Sports
21:00 4 octobre 2015

Félix Boivin s’arme de patience

HOCKEY JUNIOR. À 17 ans, Félix Boivin s’est taillé une place cet été avec le Titan d’Acadie-Bathurst, la même équipe que son aîné, Christophe. Le cadet est toutefois confronté à une situation jamais vécue dans son parcours de hockeyeur: ne pas jouer.

Confiné à la galerie de presse, Félix (droite) peut compter sur le soutien de son frère Christophe (gauche).<@CP>(Photo TC Media – Charles Lalande)<@$p>

Avant le lancement de la saison régulière, son entraîneur-chef, Mario Pouliot, et son directeur général, Sylvain Couturier, l’ont rencontré pour l’informer qu’il allait devoir sauter son tour de temps en temps. «Ça ne me dérangeait pas. En tant que recrue, il faut accepter son rôle dans l’équipe et de manquer un match.»

Par contre, au moment d’écrire ces lignes, Félix n’avait pas été retenu pour les neuf premières rencontres du calendrier. «J’ai hâte de jouer. L’an dernier, dans le Midget AAA, j’étais capitaine et je jouais 30 ou 35 minutes par match. Je ne suis donc pas habitué à ça.

«On m’a demandé d’être patient. J’attends ma chance. Dès qu’on me l’offre, tu peux être certain que je vais la prendre. Pour l’instant, c’est difficile sur le moral», lance-t-il en toute franchise.

Félix peut toutefois compter sur la présence de son entraîneur adjoint, qui communique beaucoup avec lui. «Quand j’arrive à l’aréna et on me dit que je ne jouerai pas le soir, je viens comme à terre. Il vient me voir pour me dire que tôt ou tard, mes efforts seront récompensés.»

Actuellement, il mange son pain noir, mais l’avenir reste tout de même rose pour le résident de l’arrondissement Les Rivières. Les hommes de hockey du Titan ont une vision à long terme et Félix Boivin est toujours dans les plans.

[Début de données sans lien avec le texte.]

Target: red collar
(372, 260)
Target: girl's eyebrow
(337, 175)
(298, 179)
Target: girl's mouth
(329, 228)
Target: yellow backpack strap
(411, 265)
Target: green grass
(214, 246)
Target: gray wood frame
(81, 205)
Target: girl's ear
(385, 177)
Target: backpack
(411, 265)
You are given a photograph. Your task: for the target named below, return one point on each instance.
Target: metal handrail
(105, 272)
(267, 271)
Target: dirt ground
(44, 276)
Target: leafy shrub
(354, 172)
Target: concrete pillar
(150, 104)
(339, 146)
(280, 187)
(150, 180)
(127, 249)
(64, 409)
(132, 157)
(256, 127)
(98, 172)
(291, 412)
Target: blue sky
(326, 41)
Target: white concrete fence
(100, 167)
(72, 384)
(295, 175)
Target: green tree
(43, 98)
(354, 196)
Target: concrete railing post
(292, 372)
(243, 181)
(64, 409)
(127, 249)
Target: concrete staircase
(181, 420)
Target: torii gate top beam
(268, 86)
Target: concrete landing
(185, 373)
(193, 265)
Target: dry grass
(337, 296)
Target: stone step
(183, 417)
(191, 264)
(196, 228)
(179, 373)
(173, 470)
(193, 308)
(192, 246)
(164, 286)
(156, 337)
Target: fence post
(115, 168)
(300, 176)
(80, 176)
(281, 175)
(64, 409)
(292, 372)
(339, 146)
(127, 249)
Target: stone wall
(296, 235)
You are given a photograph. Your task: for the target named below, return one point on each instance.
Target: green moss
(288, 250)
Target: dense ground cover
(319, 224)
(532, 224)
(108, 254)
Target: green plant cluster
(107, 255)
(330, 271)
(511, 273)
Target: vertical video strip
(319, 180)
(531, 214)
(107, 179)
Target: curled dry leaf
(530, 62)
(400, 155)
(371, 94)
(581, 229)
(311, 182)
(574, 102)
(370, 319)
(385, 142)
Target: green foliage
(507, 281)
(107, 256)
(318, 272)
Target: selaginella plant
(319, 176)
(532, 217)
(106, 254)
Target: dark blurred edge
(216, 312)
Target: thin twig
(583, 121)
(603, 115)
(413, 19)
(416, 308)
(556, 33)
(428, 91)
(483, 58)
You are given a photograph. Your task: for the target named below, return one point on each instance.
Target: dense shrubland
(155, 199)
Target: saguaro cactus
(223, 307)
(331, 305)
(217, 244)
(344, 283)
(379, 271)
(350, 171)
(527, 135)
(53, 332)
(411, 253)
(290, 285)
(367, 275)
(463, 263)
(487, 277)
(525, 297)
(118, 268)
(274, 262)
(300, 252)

«Ils m’ont dit que d’ici un an ou deux, ils me voyaient rouler l’avantage numérique. J’ai vraiment hâte», dit celui qui n’est pas intéressé à revenir dans le Midget AAA ou à évoluer dans la Ligue junior du Québec (LHJQ).

Le soutien du grand frère

Félix peut toutefois s’inspirer de son frère Christophe, qui a connu des débuts timides dans la LHJMQ à 17 et 18 ans. Cette année, à 19 ans, l’attaquant gaucher est en train d’exploser.

«Il va vraiment bien. Je suis tellement content pour lui, il travaille très fort. Je l’ai déjà dit à plusieurs personnes, mais mon frère, c’est mon idole.»

Que ce soit à l’aréna, à l’école, dans leur famille de pension ou ailleurs, les deux frérots sont ensemble 24 heures sur 24. Les parents montent presque toutes les fins de semaine pour rendre visite à leurs enfants. «Nous sommes une famille très proche. Christophe a passé deux années tout seul ici, et des fois, il s’ennuyait. Maintenant, que nous soyons tous réunis, ça le rend heureux», de dire celui s’efforce de garder le sourire jour après jour.